|
|
|
|
|
by meowface
4143 days ago
|
|
I don't understand exactly why it's necessary to release usernames along with the passwords, or why it's ethical to do so. Stripping the domain portion of email addresses does absolutely nothing when you can find the real email, and other accounts of the victim, by Googling the unique part of the email address. How does tying each password to its corresponding username help with password research, and does the value gained outweigh the cost of someone using this list for malicious purposes? I'm not saying this should be illegal, but I'm struggling to understand the intent here. |
|
Do usernames of people with weaker passwords have something in common? How do they differ from people with stronger passwords? In France there is a practice of picking names like "foobar42" or "foobardu42", where "foobar" is a first name and 42 a "département" (country subdivision) number, which I would associate to casual users. Here I could quantify whether people with usernames of this form tend to pick weaker passwords. Insert your favorite prejudice here about lame and skilled username patterns, and quantify how the password diversity of this group fares in comparison with others.
Is it true that the most common passwords were associated to usernames that were also common?

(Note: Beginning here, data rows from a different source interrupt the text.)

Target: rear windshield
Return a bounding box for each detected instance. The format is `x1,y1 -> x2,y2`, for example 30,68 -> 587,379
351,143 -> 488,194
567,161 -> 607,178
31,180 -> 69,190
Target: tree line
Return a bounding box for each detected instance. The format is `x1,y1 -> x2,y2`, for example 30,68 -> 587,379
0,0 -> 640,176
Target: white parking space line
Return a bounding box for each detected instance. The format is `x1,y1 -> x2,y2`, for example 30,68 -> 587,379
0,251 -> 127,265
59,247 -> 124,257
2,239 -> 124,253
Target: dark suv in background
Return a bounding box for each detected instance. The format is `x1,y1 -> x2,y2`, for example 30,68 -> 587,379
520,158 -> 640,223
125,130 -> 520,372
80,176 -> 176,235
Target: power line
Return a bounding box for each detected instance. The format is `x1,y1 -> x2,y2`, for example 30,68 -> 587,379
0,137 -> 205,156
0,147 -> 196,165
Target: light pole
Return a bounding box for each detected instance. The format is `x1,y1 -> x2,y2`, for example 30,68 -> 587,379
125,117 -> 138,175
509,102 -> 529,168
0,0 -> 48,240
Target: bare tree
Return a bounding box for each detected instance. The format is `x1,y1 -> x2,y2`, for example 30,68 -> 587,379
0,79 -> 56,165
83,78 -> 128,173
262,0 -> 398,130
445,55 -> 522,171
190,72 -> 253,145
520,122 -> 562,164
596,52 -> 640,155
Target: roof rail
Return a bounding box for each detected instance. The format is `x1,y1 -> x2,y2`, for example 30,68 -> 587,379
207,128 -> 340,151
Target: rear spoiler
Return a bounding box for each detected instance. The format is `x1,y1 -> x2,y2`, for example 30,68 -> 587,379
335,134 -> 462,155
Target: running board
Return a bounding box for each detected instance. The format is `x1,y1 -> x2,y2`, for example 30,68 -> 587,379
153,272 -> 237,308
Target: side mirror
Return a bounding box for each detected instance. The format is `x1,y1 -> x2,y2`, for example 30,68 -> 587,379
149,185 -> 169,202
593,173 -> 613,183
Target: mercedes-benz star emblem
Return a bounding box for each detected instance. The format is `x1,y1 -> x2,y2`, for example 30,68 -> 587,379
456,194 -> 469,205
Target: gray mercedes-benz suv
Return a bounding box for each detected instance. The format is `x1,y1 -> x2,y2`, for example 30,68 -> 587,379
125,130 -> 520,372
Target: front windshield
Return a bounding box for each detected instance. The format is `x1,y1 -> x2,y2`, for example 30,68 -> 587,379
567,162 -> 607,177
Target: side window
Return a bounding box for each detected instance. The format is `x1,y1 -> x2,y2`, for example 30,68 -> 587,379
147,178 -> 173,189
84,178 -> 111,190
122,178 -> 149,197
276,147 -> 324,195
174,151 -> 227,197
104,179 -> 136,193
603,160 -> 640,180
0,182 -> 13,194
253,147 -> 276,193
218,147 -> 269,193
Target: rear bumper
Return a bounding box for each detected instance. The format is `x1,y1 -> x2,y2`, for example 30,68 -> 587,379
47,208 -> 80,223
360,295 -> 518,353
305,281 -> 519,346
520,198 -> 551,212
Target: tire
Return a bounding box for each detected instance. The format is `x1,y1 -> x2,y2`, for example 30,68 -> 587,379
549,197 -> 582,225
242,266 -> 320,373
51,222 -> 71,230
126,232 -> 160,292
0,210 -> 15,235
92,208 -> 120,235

Does username frequency correlate with password frequency? Are there more people with unique usernames or people with unique passwords?

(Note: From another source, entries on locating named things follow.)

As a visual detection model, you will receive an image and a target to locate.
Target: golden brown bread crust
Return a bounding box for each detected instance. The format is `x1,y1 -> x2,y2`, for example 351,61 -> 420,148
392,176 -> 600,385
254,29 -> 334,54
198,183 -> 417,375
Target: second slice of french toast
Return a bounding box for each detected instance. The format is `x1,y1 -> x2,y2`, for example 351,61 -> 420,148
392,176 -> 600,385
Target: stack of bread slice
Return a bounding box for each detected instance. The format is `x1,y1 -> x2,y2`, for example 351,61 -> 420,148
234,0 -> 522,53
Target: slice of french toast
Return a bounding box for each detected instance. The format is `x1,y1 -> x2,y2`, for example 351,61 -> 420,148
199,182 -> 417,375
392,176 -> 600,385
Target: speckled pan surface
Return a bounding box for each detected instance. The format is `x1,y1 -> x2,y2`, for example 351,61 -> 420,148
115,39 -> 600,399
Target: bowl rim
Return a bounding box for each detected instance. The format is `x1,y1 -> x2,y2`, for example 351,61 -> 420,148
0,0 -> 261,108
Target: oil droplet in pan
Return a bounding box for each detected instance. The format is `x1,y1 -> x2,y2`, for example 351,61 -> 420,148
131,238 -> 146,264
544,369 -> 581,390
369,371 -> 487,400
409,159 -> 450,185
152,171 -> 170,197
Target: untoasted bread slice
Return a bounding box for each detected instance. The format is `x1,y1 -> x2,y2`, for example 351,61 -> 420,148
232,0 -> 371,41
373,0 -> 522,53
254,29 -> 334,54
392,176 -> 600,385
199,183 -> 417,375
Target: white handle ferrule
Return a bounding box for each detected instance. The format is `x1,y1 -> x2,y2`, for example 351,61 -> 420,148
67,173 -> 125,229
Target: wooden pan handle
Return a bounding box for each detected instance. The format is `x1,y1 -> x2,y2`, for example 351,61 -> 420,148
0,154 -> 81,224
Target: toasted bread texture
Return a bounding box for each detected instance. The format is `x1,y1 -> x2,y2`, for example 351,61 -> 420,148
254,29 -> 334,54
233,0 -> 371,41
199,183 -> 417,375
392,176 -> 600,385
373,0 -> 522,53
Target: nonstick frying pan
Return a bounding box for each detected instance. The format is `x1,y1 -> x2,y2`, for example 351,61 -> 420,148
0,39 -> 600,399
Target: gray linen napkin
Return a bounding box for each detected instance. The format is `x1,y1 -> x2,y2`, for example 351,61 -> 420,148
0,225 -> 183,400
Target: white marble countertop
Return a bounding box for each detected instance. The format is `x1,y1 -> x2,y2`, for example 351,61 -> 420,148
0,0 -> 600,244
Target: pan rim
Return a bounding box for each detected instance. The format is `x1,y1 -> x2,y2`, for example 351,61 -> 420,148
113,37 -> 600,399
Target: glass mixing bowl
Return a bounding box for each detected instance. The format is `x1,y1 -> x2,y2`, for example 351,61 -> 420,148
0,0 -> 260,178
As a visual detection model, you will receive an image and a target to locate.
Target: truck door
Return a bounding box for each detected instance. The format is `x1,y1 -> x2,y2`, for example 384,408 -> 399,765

In some countries it is customary to annotate usernames with the user's year of birth. Filtering on such usernames could give insight about the correlation between age and password quality, or identify which passwords are more or less popular given the user age. You could try to check correctness of the filter using the fact that some of those people may have used their birthdate (including the year) as a password.
If a seemingly rare password in the dataset only occurs for two distinct user names, then maybe those two user names actually correspond to the same user. Do such usernames have a low edit distance? Could you use this to learn general rules to determine, given two usernames, whether they seem to correspond to the same person?
I just gave those off the top of my head, and I'm not at all working in this field, but I'd have no trouble imagining interesting applications for this data that would not have been possible with the passwords alone.